Menselijke rassen verschillen niet alleen qua uiterlijk. Er zijn andere tekens die kenmerkend zijn voor elk van hen. Onder de Mongoloïden overheersen dus mensen met de bloedgroep; pokkenepidemieën kwamen vaak voor in China, Mongolië en Zuidoost-Azië, en mensen met deze bloedgroep tolereren deze ziekte gemakkelijk. Zwarte mensen in Afrika lijden niet aan de meeste tropische ziekten waar Europeanen last van hebben. Er zijn ook verschillen in de structuur van de tanden, de schedel en patronen op de vingertoppen van mensen die tot verschillende rassen en onderrassen behoren. En het is alles. Anders verschillen de mensen op aarde biologisch niet van elkaar. Mensen van verschillende rassen trouwen en brengen gezonde kinderen voort die de kenmerken van beide rassen erven. Zwart, geel, wit - ze hebben allemaal bijgedragen aan de schatkamer van het menselijk denken, de wetenschap, de cultuur en de kunst. De absurde uitvindingen van racisten die vasthouden aan de superioriteit van sommige rassen boven andere worden in onze tijd ronduit belachelijk.

Eeuwige zwervers

De vestiging van mensen, die 150 duizend jaar geleden begon, bracht hen tienduizenden kilometers verwijderd van de plaatsen waar ze oorspronkelijk woonden. Onze voorouders zwierven van continent naar continent, staken zelfs oceanen over en bevonden zich vaak in omstandigheden die in geen enkel opzicht vergelijkbaar waren met hun voorouderlijk huis: Oost-Afrika. Het volstaat te zeggen dat primitieve jagers honderdduizend jaar geleden al leerden succesvol te overleven in het barre klimaat van Oost-Siberië en Alaska. Hierin werden ze niet alleen geholpen door het verbazingwekkende aanpassingsvermogen van het menselijk lichaam, maar ook door iets dat dieren niet hebben: intelligentie en het vermogen om hulpmiddelen te gebruiken om aan voedsel te komen. Mensen werden niet alleen tot reizen gedreven door de klimaatverandering, de uitputting van natuurlijke hulpbronnen of de vijandigheid van hun naaste buren. Sinds de oudheid heeft de mens met alle mogelijke middelen geprobeerd de wereld waarin hij leeft te begrijpen. Nieuwsgierigheid, de ‘hebzucht’ van de geest, het verlangen om te zien en te begrijpen wat er achter de mistige horizon verborgen is, blijven zelfs vandaag de dag een van de belangrijkste eigenschappen van ‘homo sapiens’, nu mensen al ver buiten de grenzen van hun planeet zijn gestapt. .
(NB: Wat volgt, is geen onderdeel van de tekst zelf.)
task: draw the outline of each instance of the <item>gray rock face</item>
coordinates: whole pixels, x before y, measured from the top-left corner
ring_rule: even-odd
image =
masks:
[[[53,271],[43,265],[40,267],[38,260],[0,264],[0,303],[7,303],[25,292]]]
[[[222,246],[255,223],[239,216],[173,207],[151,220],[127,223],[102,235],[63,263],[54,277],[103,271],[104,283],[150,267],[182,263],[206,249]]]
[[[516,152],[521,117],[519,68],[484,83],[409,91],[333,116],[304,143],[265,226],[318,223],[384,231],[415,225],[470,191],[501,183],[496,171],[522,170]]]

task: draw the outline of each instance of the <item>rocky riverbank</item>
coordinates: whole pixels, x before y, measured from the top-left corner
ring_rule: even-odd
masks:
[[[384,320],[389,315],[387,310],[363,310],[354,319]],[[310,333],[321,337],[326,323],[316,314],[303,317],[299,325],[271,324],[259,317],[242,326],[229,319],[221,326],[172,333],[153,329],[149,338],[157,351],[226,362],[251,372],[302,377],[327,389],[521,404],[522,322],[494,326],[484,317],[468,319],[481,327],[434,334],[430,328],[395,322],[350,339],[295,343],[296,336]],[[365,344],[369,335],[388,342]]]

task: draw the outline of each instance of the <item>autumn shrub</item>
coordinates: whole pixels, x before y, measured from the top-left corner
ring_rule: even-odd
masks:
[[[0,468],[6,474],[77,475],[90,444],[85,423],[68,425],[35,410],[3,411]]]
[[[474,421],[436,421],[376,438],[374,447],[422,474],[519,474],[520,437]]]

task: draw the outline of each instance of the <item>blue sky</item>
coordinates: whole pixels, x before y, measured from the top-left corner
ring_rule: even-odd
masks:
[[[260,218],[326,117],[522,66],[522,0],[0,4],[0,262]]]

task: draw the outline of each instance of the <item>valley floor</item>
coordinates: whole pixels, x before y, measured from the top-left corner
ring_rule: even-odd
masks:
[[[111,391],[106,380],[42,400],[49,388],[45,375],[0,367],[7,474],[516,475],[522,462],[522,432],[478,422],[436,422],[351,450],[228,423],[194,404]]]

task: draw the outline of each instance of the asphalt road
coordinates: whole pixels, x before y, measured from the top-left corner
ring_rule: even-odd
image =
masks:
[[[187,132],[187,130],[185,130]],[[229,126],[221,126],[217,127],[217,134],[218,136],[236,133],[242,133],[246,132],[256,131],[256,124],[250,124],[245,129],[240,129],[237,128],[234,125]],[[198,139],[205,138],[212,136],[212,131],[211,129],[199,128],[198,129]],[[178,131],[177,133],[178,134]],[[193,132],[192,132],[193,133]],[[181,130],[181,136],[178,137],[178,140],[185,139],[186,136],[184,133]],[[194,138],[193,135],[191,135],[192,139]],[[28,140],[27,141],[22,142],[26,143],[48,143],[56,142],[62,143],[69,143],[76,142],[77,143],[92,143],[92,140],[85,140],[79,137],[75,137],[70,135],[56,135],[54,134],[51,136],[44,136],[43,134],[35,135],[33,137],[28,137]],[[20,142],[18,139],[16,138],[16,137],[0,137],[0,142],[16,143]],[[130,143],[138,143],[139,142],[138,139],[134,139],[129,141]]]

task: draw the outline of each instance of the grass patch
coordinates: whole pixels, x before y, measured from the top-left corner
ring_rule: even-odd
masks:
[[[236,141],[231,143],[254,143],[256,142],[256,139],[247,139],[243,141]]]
Drie kleuren van de mensheid

Het negroïde ras wordt gekenmerkt door een donkerbruine huid en een dikke bos krullend haar, sterk vooruitstekende kaken en een brede neus. Dit alles, evenals dikkere lippen en brede neusgaten, maakten het mogelijk om de lichaamstemperatuur beter te reguleren in het hete en vochtige equatoriale klimaat.

Mensen met licht, glad of golvend haar en een bleke huid hadden de grootste overlevingskans in het koele klimaat van Europa, waar het aantal zonnige dagen tijdens de postglaciale periode erg klein was. Europeanen hebben meestal lichtbruine tot lichtblauwe ogen en een smalle neus met een hoge brug.

Het Mongoloïde ras ontstond in halfwoestijnen Centraal-Azië. De belangrijkste kenmerken van dit ras zijn een gelige huid, grof donker haar, smalle ogen, een plat gezicht met sterk prominente jukbeenderen. Al deze kenmerken zijn ontstaan ​​als gevolg van het leven in een klimaat met scherpe temperatuurveranderingen en frequente stofstormen. De Indianen van Noord- en Zuid-Amerika zijn ook dicht bij het Mongoloïde ras.